At this stage, we must examine AfD’s two mistakes. It did them no good that some euphoric members
claimed their party would gain more than 8% in the EU elections: spectators were confused to see ambiguous iconography of raised arms on the party’s Facebook page. Professor Lücke’s statement that
German politics had seen too many Entartungen (degeneracies) in past legislatures was a dangerous allusion to right-wing terminology which was ill received in all media.
A French intellectual therefore claimed in a German debating show that he saw clear parallels between AfD and his own country’s Front National. In fact it is true that there is a back-door for radicalism though most current AfD members and voters would not share it or even be aware of it. So it will all depend on the party’s academic elite to close this avenue soon.
A more fitting assessment came from Germany’s largest tabloid Bildzeitung: in its opinion, AfD have a lot more in common with the US Tea Party than European right-wing extemism. Bildzeitung see a reduction of state intervention in economics; stronger family ties instead of social insurances; and pre-liberal republican values of virtue, education and civic engagement at the core of party policy. AfD frequently refers to Anglo-Saxon models (including James Cameron) themselves.

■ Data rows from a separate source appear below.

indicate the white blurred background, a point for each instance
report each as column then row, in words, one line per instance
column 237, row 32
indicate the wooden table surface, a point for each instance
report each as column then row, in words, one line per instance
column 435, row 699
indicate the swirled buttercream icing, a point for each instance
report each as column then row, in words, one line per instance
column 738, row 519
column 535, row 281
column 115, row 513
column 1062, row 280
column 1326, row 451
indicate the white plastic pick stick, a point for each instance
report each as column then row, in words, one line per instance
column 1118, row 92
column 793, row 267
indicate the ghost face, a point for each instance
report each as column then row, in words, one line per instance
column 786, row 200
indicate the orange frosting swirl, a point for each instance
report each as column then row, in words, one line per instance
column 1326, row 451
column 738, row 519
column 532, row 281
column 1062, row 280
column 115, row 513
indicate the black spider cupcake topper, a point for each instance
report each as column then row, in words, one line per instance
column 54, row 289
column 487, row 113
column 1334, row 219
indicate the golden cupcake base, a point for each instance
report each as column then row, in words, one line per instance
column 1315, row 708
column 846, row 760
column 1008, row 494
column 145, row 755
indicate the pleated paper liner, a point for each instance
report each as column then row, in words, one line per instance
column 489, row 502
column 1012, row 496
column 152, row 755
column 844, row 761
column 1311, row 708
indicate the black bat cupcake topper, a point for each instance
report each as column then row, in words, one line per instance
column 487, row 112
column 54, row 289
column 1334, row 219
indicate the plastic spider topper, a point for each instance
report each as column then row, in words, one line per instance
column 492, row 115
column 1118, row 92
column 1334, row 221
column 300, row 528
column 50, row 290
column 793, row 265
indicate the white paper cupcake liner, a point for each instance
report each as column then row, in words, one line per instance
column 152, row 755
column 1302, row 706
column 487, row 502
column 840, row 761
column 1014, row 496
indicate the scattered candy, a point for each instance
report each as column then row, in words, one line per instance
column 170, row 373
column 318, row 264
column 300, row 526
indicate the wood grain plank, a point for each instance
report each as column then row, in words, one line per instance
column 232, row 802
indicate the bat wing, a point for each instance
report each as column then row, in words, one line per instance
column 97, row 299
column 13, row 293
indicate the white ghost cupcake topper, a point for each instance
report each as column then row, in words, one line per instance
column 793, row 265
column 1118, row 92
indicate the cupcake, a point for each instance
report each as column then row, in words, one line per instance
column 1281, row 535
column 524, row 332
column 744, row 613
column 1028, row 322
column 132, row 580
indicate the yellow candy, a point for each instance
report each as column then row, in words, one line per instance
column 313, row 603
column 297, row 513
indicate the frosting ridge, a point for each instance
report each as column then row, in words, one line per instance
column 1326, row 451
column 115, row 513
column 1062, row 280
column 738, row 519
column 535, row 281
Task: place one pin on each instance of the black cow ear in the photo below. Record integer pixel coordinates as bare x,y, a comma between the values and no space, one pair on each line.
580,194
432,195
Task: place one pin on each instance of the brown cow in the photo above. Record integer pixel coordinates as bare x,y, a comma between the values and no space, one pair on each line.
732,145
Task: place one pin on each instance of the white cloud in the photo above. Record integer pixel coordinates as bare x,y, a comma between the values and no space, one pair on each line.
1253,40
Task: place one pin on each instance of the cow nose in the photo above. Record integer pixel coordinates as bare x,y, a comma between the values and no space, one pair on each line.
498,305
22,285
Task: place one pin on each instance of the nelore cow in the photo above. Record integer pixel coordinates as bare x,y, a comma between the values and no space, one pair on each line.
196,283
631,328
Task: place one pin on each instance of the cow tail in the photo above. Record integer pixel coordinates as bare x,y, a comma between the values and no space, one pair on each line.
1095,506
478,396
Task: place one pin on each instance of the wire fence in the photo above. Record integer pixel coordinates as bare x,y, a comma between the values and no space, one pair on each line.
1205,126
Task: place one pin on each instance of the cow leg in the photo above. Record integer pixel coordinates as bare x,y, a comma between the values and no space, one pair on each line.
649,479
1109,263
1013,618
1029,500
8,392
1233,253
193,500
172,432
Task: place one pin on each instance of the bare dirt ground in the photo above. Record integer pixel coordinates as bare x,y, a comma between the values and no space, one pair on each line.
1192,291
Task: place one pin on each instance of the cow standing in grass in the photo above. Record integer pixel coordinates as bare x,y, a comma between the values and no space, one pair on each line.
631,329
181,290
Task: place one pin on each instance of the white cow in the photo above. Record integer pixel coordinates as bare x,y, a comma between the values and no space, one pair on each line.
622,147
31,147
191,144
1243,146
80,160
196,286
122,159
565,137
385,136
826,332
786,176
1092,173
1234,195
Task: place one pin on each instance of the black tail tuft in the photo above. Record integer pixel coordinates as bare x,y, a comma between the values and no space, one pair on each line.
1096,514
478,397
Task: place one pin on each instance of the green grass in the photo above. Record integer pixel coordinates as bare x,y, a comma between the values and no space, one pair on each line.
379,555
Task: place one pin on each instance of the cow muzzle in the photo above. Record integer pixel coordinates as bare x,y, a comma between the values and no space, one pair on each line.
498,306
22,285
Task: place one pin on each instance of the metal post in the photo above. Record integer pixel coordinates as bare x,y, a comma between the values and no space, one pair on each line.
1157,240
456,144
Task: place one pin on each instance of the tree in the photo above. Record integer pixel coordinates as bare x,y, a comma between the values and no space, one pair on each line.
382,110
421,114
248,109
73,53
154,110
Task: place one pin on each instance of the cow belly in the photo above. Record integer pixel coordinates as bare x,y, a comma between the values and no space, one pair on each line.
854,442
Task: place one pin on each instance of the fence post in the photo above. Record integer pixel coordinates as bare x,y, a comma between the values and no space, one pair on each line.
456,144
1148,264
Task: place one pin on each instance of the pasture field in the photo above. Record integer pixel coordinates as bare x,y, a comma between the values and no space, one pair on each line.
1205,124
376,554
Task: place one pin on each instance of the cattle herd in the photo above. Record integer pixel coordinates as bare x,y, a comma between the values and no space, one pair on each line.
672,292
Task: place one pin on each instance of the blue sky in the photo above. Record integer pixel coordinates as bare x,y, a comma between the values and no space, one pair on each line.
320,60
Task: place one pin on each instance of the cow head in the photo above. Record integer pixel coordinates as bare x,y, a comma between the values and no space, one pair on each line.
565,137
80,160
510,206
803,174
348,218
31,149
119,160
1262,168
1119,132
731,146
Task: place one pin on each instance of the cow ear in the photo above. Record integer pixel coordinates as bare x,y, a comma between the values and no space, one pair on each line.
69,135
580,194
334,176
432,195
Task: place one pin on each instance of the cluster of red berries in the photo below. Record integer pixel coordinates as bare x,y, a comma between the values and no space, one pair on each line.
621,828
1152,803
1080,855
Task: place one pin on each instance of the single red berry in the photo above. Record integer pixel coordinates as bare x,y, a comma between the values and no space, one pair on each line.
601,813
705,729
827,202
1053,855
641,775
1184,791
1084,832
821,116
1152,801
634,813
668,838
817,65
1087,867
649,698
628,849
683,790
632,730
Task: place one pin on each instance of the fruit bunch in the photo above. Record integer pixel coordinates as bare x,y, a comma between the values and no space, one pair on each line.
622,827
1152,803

If AfD continue their rise, Germany might experience a new Americanisation. And voters must watch out for new publications from AfD headquarters to understand the party’s long term setup. The 2014 European election may or may not pave the way for a better future. Hopefully, leading German politicans will rediscover passion and creativity for the sake of all.
Muinice de Bairgéad is a doctoral student in the University of Konstanz, currently on exchange to Harvard University. This article appear in The Brandsma Review.